Oakland, CA posted a large 62% increase in demand from 2018 to 2019, while San Francisco’s demand grew 23%. With one-bedroom rent in San Francisco hovering around the $3,500 threshold, many renters are being priced out of the nation’s most expensive city and are turning to more affordable satellite cities such as Oakland for lower living expenses.

Scottsdale, AZ, similar to Oakland, saw a year-over-year demand bump of 62%, shadowing Phoenix’s 22% growth. Scottsdale has become a very popular city, offering a strong job market, affordability in terms of cost of living and status as one of America’s top college towns.

St. Paul, MN’s 33% year-over-year demand growth rate outpaced Minneapolis’ 21%, though both cities experienced a growing demand from thriving job markets and newly constructed housing becoming more readily available. Demand can be attributed to St. Paul’s median one-bedroom rent being somewhat less expensive than Minneapolis’.

Main Cities With Larger Demand Growth:

Dallas’ 34% year-over-year demand growth rate inched out Fort Worth’s by 1%. As the DFW metro area has one of the nation’s fastest growing populations, the demand for housing has remained high.
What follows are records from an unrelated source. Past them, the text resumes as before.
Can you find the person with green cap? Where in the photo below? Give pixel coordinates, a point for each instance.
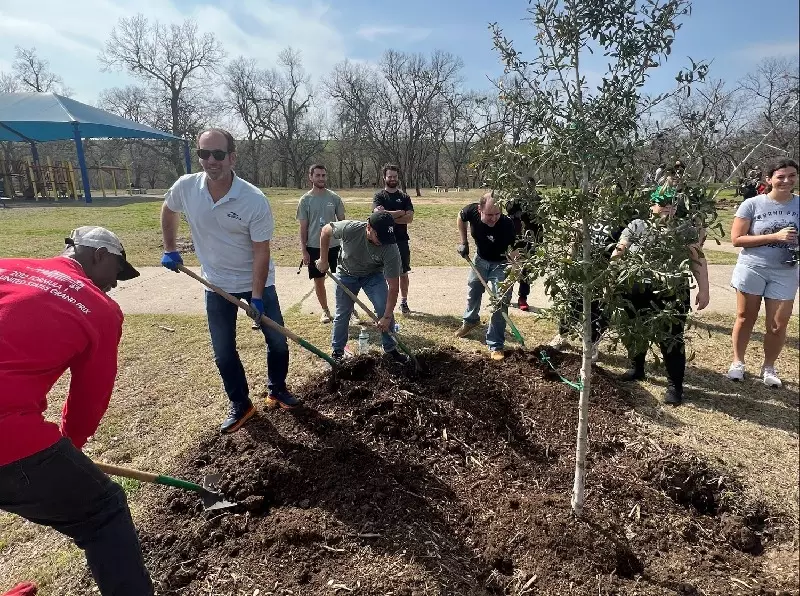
(648, 295)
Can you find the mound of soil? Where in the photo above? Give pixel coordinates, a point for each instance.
(454, 481)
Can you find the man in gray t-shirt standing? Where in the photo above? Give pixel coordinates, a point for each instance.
(368, 260)
(318, 207)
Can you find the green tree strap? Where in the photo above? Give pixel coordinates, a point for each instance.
(546, 359)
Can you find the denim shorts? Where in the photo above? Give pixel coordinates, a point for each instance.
(769, 282)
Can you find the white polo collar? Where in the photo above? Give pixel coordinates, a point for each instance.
(231, 195)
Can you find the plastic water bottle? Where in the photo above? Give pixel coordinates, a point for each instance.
(363, 341)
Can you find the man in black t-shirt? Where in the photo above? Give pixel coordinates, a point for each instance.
(494, 235)
(394, 201)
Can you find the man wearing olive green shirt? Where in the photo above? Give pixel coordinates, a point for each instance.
(318, 207)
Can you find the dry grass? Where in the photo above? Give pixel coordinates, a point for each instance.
(168, 395)
(33, 229)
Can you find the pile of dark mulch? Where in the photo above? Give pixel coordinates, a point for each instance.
(454, 481)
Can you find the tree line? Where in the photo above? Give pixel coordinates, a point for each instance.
(410, 109)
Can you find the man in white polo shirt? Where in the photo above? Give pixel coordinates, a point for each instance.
(232, 226)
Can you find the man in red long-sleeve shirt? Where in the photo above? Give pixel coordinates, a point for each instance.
(55, 315)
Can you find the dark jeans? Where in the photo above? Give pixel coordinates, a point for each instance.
(222, 326)
(60, 487)
(644, 299)
(599, 320)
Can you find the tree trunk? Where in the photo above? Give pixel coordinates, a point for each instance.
(582, 442)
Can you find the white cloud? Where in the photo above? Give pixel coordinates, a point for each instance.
(71, 35)
(375, 32)
(758, 51)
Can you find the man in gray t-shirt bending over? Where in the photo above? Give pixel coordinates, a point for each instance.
(368, 260)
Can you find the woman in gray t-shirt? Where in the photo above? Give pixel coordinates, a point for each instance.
(765, 227)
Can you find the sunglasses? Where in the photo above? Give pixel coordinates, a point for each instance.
(218, 154)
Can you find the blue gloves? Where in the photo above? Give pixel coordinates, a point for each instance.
(171, 260)
(257, 304)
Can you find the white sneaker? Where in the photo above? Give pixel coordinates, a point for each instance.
(770, 376)
(736, 371)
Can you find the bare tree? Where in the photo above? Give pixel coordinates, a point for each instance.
(241, 94)
(173, 57)
(8, 83)
(34, 74)
(398, 106)
(775, 88)
(707, 123)
(277, 104)
(463, 123)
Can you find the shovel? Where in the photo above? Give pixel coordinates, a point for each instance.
(211, 498)
(264, 319)
(372, 315)
(514, 331)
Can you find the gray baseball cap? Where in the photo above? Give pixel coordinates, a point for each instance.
(97, 237)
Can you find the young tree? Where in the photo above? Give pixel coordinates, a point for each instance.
(594, 135)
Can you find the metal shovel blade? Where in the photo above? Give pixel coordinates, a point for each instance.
(212, 499)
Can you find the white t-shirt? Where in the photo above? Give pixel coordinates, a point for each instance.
(223, 232)
(768, 216)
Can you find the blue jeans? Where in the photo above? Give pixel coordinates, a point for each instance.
(377, 291)
(491, 271)
(222, 326)
(61, 488)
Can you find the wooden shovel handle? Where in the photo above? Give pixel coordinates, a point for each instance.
(127, 472)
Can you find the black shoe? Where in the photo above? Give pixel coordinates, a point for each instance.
(238, 414)
(632, 374)
(398, 357)
(282, 398)
(673, 396)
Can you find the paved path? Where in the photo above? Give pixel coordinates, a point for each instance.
(434, 290)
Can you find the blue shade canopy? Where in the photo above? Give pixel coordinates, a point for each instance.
(39, 117)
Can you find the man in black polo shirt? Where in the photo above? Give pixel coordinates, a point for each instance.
(394, 201)
(494, 235)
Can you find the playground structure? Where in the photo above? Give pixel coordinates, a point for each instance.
(28, 179)
(40, 117)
Notably, all satellite cities had larger year-over-year rental growth rates than respective main cities and not every satellite city had less expensive rents. Oakland’s year-over-year rent price growth rate outpaced San Francisco’s by three times. Similarly, Scottsdale rental rates grew twice as fast as Phoenix’s. Dallas and Minneapolis rents both decreased in the past year, down 4% and 2% respectively, while corresponding satellite cities, Fort Worth and St. Paul, had growth rates both up 4%.